George Osborne has delivered a £1 billion Budget tax hit to pensioners as he cut the top rate of tax for Britain’s wealthiest earners. The Treasury acknowledged that 4.5 million pensioners would lose out as a result of the decision to phase out their additional age-related allowances.
Age UK said it was “disappointed” with the move warning that it could leave some pensioners up to £259-a-year worse off, with little chance to change their retirement plan. However, Treasury sources pointed to a report by the Office for Tax Simplification which claimed many pensioners did not understand the allowances and found claiming them “burdensome”.
Under the Chancellor’s plans allowances will be withdrawn for new pensioners from April next year while existing pensioners will have their allowances frozen at £10,500 for the over 60s and £10,660 for the over 75s until overall tax thresholds catch up with them. According to the Budget red book, the measure will raise an additional £1.01 billion for the Exchequer by 2015-16.

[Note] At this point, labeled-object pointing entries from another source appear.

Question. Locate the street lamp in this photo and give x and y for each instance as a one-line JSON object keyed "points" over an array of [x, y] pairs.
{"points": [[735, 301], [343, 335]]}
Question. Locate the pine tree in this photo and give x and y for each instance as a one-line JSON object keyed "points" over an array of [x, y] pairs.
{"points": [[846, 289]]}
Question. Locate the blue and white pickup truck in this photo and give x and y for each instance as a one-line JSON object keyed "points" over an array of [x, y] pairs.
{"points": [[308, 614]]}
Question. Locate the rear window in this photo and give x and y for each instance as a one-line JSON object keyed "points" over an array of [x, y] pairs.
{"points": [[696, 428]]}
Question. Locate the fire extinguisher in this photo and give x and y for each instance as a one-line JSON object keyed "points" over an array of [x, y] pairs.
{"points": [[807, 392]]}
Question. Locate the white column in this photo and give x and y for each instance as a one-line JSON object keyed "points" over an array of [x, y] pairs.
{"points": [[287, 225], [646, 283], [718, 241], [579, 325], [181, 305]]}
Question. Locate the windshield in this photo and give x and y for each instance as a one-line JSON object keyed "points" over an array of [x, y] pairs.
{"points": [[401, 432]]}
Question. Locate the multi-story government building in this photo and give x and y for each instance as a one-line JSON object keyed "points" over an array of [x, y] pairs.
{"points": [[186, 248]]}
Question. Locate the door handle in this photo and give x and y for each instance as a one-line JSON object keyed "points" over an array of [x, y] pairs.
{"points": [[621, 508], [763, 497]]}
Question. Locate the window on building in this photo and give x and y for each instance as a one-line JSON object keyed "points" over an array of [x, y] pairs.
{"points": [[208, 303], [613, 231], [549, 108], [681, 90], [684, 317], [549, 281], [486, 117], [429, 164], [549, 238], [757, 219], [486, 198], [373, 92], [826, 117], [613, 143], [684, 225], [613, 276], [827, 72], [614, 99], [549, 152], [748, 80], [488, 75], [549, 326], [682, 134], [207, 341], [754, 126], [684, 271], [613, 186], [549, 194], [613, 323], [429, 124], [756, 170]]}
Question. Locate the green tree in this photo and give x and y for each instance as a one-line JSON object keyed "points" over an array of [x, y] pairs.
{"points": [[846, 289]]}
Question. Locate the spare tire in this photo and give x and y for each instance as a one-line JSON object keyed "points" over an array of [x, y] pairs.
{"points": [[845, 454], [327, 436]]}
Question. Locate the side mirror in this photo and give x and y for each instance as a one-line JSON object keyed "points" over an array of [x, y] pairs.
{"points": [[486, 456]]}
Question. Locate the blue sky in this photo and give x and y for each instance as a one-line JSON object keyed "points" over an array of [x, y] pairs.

Although Mr Osborne insisted there would be no cash loss to pensioners, Treasury sources said existing pensioners would be, on average, £63 a year worse off while new pensioners would lose out to the tune of £197 a year on average.
Mr Osborne said of the allowances: “The National Audit Office points out that many pensioners don’t understand them. These allowances require around 150,000 pensioners to fill in self-assessment forms, and as we have real increases in the personal allowances, their value is being eroded all the time.”